Vehicle air conditioning systems include an evaporator from which refrigerant in a vapor-liquid mixture, including entrained lubricant, flows as the system operates. It is pulled from the evaporator under substantial suction by the compressor. With compressors of the fixed displacement type, that suction pressure remains high the entire time that the compressor is engaged. Because the compressor does not operate well if liquid refrigerant is drawn directly into it, an accumulator is interposed between the evaporator and compressor. The accumulator is typically a hollow cylinder, vertically mounted beneath the vehicle hood, with an inlet from the evaporator opening directly into the canister at a high point. The outlet to the compressor from the canister is indirect, through a return tube internal to the canister. The return tube has one end located just below the top of the canister, and the other end exits the canister and is connected directly to the compressor suction. Refrigerant-lubricant mixture entering the canister fills the canister from the bottom up, leaving a vapor space at the top, surrounding the open end of the return tube. Compressor suction is therefore applied to the vapor space, and vaporous refrigerant is drawn out. The accumulated liquid refrigerant and lubricant is drawn into the return tube through a small diameter metering orifice located near the bottom end of the canister, and effectively atomized, so that dense liquid does not enter the compressor.
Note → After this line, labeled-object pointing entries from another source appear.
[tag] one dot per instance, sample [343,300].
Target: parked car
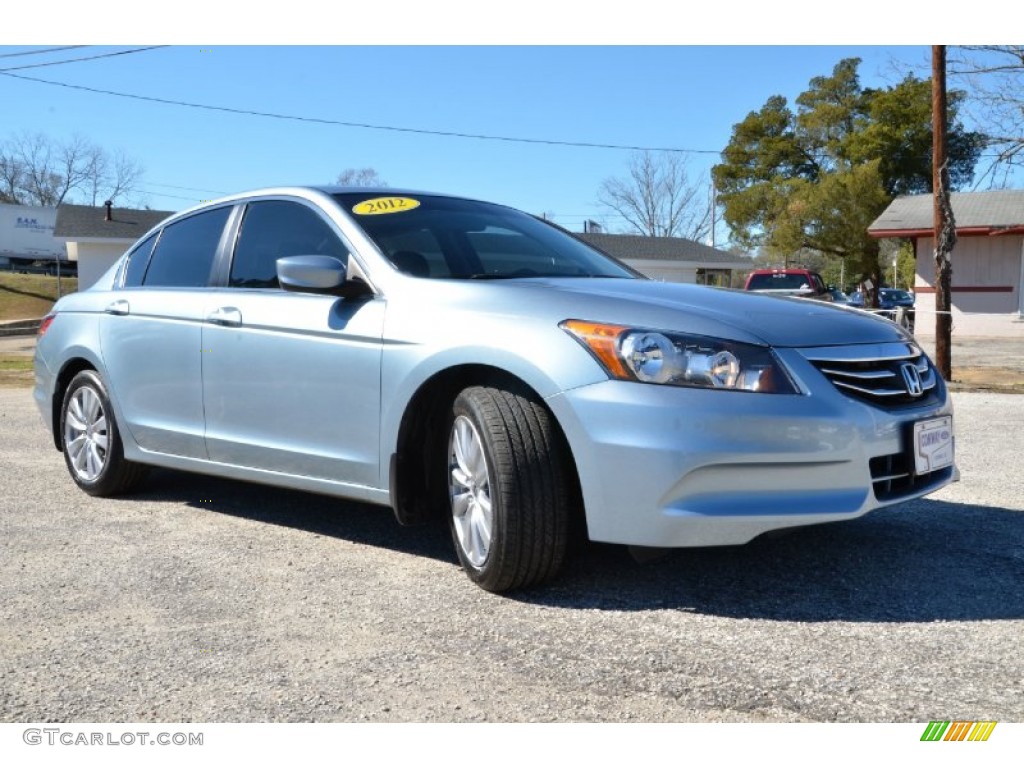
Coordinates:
[802,283]
[839,297]
[891,300]
[455,358]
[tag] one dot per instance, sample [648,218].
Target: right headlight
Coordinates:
[681,359]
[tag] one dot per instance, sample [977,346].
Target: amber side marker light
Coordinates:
[45,324]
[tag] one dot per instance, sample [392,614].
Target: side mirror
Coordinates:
[310,273]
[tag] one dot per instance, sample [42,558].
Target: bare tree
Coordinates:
[993,77]
[359,177]
[657,199]
[37,170]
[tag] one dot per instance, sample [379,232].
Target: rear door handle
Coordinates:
[225,315]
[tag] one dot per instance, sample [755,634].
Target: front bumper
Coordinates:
[664,466]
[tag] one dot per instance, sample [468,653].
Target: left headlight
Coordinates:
[680,359]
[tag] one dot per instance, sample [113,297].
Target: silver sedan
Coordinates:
[456,358]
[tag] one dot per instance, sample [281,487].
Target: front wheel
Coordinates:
[509,488]
[92,446]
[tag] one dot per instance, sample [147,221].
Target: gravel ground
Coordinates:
[206,600]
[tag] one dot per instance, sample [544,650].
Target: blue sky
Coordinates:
[678,96]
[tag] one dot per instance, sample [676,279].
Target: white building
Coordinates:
[96,237]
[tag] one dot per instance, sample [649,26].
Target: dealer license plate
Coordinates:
[933,444]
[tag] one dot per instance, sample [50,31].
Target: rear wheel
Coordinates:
[92,446]
[509,488]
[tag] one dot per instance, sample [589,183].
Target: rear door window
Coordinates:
[185,251]
[273,228]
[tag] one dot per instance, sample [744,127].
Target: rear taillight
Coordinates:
[45,324]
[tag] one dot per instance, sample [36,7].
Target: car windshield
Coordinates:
[779,282]
[449,238]
[895,294]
The shape of the return tube within the canister is dictated by underhood space and compressor line routing. Ideally, the return tube will be able to exit the canister from a high point, comparable to the inlet. If so, the return tube can be given a U shape, with the bend or bight of the U located near the bottom of the canister, incorporating the bleed orifice. This gives the advantage of acting like a sink trap, and preventing drain down through the orifice into the compressor when the compressor is not operating. In some circumstances, the only feasible exit point for the return tube is out the bottom of the canister, usually the bottom center. In that case, the return tube is straight, not U shaped, and there is no sink trap effect. The bleed orifice still must be near the bottom of the return tube, so it is possible for liquid to drain down through the orifice, small as it is, given enough time. One possible solution to this problem is disclosed in co-assigned U.S. patent application Ser. No. 08/148,236, U.S. Pat. No. 5,347,829. There, a novel return tube has a closely packed bent shape which places a sink trap type bend inside the canister, even though the exit to the compressor is through the bottom of the canister. Therefore, drain down is prevented. However, that particular return tube may not fit in all bottom feed canisters.
Another possible solution to drain down in a bottom feed accumulator is disclosed in co pending, co assigned U.S. application Ser. No. 08/130,399, filed Oct. 1, 1993. Instead of a bleed orifice near the lower end of the straight return tube, a separate, small diameter pick up tube runs parallel to the return tube from a pick up point at the bottom of the canister and into the return tube at a high point. Compressor suction acts through the pick up tube to draw out accumulated liquid. When the system is off, liquid can accumulate to a height equal to the point where the pick up tube enters the return tube, without draining into the return tube. Not all compressors may provide enough suction to act through the entire length of the thin pick up tube, however.